Peace’s prose is crystal clear, grimy, yet absolutely ideal for the yarn he spins here - a journalistic style primed to adequately elucidate the plight of his protagonist. You crack open a page of Nineteen Seventeen Four and bile practically seeps out of the page, coagulated blood makes the book so sickly and sticky you can barely pry the thing open. It’s pitch perfect nausea, absolutely unrelenting. I mean this thing is pegged as Yorkshire noir, but calling it noir isn’t a sufficient enough term for the blackness found here.
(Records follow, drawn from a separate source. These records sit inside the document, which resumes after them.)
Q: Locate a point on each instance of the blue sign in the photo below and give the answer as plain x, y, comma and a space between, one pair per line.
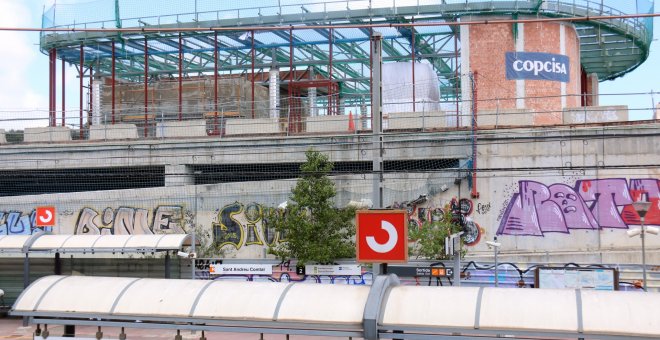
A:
537, 66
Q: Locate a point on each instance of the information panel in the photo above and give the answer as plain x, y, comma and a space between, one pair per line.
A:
574, 278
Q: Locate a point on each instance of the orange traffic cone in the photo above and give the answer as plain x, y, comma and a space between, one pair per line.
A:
351, 123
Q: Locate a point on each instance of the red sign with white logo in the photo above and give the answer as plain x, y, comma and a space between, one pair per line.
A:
45, 216
382, 236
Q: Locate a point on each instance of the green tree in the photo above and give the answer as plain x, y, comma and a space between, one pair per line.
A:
312, 229
428, 241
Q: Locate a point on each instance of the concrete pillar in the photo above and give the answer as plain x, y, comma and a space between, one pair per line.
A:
520, 83
273, 93
466, 84
311, 96
364, 122
178, 175
592, 90
342, 105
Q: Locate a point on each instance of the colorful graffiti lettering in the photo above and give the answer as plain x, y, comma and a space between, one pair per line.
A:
130, 221
17, 223
241, 225
591, 204
461, 211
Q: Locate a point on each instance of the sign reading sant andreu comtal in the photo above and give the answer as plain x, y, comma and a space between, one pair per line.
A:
537, 66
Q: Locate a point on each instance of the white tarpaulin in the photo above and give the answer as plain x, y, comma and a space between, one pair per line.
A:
398, 89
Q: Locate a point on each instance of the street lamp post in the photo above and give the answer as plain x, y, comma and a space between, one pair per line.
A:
641, 208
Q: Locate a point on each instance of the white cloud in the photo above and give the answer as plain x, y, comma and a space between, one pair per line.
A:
18, 55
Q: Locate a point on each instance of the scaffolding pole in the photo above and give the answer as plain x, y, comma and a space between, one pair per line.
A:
331, 102
112, 85
412, 55
146, 87
90, 112
63, 95
81, 74
289, 88
252, 52
215, 83
181, 77
51, 86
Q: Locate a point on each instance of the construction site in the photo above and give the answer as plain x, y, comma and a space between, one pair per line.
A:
194, 117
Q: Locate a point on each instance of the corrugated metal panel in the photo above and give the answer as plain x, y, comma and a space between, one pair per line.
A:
157, 297
340, 303
11, 279
13, 243
610, 313
529, 309
235, 300
418, 306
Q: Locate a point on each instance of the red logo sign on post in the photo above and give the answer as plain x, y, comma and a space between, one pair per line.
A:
45, 216
382, 236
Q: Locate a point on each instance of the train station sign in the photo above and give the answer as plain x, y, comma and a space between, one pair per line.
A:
382, 236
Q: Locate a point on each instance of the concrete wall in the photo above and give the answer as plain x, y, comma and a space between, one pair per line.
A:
549, 195
596, 114
47, 134
179, 129
324, 124
234, 95
252, 126
505, 117
416, 120
113, 132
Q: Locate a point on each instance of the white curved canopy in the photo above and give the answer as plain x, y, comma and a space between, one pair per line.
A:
92, 243
341, 310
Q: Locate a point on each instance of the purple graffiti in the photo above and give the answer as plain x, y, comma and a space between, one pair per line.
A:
592, 204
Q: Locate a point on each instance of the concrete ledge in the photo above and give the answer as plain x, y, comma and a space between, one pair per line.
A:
320, 124
596, 114
259, 126
113, 132
186, 128
505, 117
47, 134
416, 120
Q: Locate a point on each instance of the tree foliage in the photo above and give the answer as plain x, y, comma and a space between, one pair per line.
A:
311, 228
428, 241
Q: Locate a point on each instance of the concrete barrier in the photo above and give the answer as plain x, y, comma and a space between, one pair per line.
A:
320, 124
113, 132
505, 117
416, 120
47, 134
257, 126
186, 128
596, 114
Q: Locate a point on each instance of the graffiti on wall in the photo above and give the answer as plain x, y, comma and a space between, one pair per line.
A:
167, 219
239, 225
461, 211
591, 204
18, 223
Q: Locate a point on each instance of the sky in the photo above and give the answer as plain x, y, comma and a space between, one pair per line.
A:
24, 73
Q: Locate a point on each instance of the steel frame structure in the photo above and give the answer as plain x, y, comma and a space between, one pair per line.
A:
309, 39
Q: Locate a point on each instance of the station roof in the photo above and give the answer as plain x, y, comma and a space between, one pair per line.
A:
609, 47
46, 243
340, 310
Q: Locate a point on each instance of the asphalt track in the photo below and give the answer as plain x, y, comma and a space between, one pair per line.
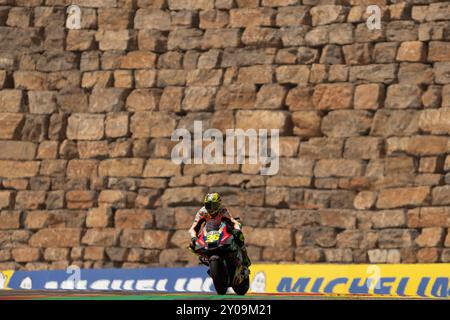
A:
83, 295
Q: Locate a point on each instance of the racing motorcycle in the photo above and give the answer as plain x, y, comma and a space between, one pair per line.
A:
217, 248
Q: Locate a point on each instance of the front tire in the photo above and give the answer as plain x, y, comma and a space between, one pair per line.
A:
242, 288
219, 274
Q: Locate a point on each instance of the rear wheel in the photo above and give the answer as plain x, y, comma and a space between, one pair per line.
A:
242, 288
219, 274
Nineteen Seventeen Four swings like a pendulum between God and his angels and the abject horror of a dead young girl’s leering smile as it emerges from black and white school photos, and the momentum of this thematic swing, this contradiction between the graceful and omnibenevolent movement of a swan to the utterly pitch black corruption of all and sundry creates a giddy sickness and delirium within the (un)fortunate reader. Dreams bubble forth into the narrative, collapsing frameworks of reference, an endless vista of grey nothingness illuminating the entire tragedy.

Mark Fisher’s characterisation of the novels (I’m only at the first so fingers crossed Peace’s own writerly momentum carries through, both thematically and when it comes to being bloody interesting) as Manichaean/Gnostic is spot on. His chapter dedicated to it in Ghosts of my Life is certainly worth a flick through for those interested.
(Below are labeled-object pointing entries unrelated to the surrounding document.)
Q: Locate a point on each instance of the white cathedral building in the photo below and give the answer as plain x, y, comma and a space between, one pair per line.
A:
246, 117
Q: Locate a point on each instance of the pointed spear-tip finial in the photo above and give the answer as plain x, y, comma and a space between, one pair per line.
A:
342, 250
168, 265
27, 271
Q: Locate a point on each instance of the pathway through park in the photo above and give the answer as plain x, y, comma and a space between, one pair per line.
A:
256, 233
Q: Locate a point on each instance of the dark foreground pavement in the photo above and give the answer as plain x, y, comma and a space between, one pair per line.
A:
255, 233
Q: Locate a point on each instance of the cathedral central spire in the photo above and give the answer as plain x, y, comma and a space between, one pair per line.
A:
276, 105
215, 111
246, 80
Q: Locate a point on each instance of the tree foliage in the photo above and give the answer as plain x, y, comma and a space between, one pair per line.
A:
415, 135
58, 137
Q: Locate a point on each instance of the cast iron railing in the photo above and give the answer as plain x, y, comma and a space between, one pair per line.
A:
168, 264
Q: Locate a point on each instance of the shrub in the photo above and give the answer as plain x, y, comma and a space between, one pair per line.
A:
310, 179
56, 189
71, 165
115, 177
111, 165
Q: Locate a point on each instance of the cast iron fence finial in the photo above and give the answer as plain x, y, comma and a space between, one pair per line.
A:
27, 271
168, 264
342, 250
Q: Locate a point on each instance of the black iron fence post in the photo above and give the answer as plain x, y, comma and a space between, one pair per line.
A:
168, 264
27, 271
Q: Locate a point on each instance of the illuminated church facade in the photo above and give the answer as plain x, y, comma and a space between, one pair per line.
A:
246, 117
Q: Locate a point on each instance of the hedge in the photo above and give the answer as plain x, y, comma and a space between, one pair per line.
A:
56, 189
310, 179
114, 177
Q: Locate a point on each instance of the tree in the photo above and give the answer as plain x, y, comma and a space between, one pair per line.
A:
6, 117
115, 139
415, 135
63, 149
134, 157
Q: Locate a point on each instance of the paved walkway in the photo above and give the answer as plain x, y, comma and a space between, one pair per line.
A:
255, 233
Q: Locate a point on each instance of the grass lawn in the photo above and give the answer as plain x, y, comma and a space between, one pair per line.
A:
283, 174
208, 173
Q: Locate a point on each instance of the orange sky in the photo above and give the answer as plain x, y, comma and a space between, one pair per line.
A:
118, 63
But yeah, fan-fucking-tastic. I devoured this sucker (like our good ol’ character BJ) and will quickly get through the rest. As I bothered doing a review I’ll give the same old music recs to play alongside, even though the book has a sickly discography of its own consisting of Elton John and Bryan Ferry and all that lot if you’re a die hard when it comes to getting the actual diegetic atmosphere.

- Penderecki, Sacred Choral Works
- Branca, The World Upside Down
- Branca, Symphony No.5
- Porter Ricks, Porter Ricks
- Akira Rabelais, Spellewauerynsherde
Profile Image for Natalia Luna.
365 reviews195 followers
June 6, 2020
Decepción. Un batiburrillo de ideas y poca chicha.
Profile Image for Ben Loory.
Author 4 books728 followers
October 8, 2010
this world is hell and we're all gonna die, but there's a slight possibility you might be able to do something good before the end, not that it would matter in any way, shape, or form, to anybody, because we're all demons.
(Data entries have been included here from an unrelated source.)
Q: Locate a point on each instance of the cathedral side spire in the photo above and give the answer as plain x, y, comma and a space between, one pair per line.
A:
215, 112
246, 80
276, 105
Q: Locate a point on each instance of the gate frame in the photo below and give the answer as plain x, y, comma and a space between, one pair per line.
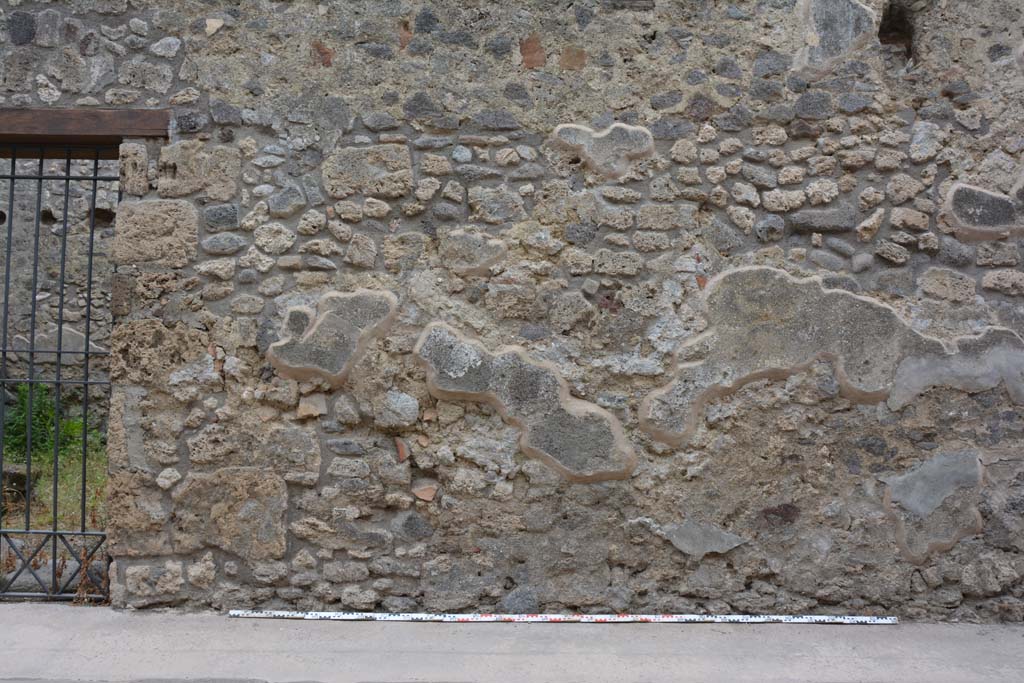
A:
54, 133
it's not a bad book; peace writes good sentences, but i couldn't tell any of the characters apart and got tired of everybody farting all the time and getting pissed and shat on every ten seconds. no one in this world can ever enjoy anything; if someone by some miracle happened to find a cupcake somewhere and bit into it, it would turn out that it would be made of THE GROUND-UP BONES OF CHILDREN and it would BRUISE THEIR LIPS AND TONGUE A SICKLY PURPLE YELLOW a moment before THEY VOMITED INTO THE PISS-AND-SHIT-FILLED BOWL and PASSED OUT AND DREAMT OF BEING FUCKED IN THE ASS.